Popular Baildon Moor and picturesque Shipley Glen will re-open at last next Friday - after a blanket ban was imposed in February.
It will mean the re-opening of the greens at Baildon Golf Club, which has lost around £15,000 since the closure.
And ramblers, bikers, horse riders, and families who have been banned will be able to use the countryside once again.
But Bradford Council is keeping shut footpaths north of a line from Apperley Bridge to Oxenhope - including farms recently hit by foot and mouth in Silsden and Crag Top Farm on the outskirts of Keighley - until it is satisfied there is no further risk from the disease.
The authority is using its powers under Article 28 of the Foot and Mouth Disease Order 1983 to close the paths, although the Department of Environment, Food and Rural Affairs, is urging local authorities to open up the countryside.
But footpaths in the area will be barred to walkers if they go through grazing fields, pass through farms under investigation for foot and mouth, or are infected by the disease. There is also a ban on using footpaths through premises inside a three-kilometre foot and mouth protection zone.

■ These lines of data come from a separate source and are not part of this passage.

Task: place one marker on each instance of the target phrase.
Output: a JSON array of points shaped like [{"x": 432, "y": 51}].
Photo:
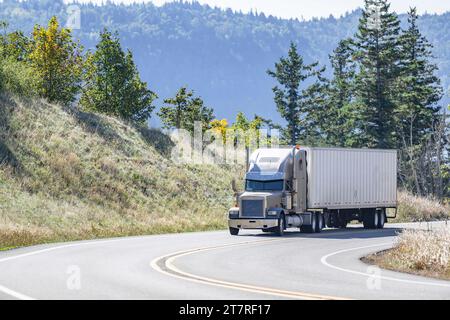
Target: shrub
[
  {"x": 423, "y": 250},
  {"x": 17, "y": 78},
  {"x": 413, "y": 208}
]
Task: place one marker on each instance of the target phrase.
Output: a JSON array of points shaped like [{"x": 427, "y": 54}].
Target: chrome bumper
[{"x": 252, "y": 223}]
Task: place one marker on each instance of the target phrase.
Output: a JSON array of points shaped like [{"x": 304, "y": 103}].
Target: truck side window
[{"x": 288, "y": 185}]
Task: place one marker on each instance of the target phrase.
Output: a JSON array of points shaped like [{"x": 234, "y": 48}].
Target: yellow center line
[{"x": 165, "y": 265}]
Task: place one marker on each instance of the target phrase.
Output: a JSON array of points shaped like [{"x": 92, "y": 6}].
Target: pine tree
[
  {"x": 183, "y": 110},
  {"x": 291, "y": 73},
  {"x": 418, "y": 93},
  {"x": 419, "y": 89},
  {"x": 339, "y": 118},
  {"x": 113, "y": 85},
  {"x": 376, "y": 49},
  {"x": 57, "y": 61}
]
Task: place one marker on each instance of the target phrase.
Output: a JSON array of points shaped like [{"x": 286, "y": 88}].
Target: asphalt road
[{"x": 214, "y": 265}]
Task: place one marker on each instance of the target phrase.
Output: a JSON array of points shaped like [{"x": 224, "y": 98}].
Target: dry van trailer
[{"x": 313, "y": 187}]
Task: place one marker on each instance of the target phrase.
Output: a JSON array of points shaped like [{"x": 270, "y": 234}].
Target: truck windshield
[{"x": 252, "y": 185}]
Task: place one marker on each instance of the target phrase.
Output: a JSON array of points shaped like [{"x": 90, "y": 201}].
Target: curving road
[{"x": 214, "y": 265}]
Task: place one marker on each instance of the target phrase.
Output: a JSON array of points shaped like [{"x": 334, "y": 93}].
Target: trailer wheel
[
  {"x": 280, "y": 228},
  {"x": 370, "y": 219},
  {"x": 381, "y": 219},
  {"x": 319, "y": 222},
  {"x": 234, "y": 231},
  {"x": 310, "y": 228}
]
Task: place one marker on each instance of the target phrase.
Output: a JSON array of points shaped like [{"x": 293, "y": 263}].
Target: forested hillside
[{"x": 222, "y": 55}]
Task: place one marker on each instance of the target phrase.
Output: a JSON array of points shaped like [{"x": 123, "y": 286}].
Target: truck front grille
[{"x": 253, "y": 208}]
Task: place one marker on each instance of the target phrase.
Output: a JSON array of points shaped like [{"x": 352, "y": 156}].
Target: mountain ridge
[{"x": 221, "y": 54}]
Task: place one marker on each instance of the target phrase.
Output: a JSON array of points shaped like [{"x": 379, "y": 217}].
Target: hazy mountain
[{"x": 221, "y": 54}]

The decision to open Baildon Moor follows talks with the government but the Council has warned it could be closed at a moment's notice if there are any more outbreaks of the infection nearby.
Richard Wixey, the Council's director of environmental protection, said: "We have held discussions with government officials and they say there is no reason why people cannot use Baildon Moor, as long as there are no new outbreaks nearby."
The Council has decided not to open the Bronte Moors at Keighley but footpaths in the southern part of the district in Tong, Bierley, Wyke, Queensbury, and Thornton, will be opened on July 27, so long as they fall within the criteria set down by the Council.
Ilkley Moor remains shut because it is within 3km of an outbreak, but Middleton Woods, including Stubham Woods and Hudson Woods, Panorama Woods, and Hebers Ghyll, Ilkley, have been opened.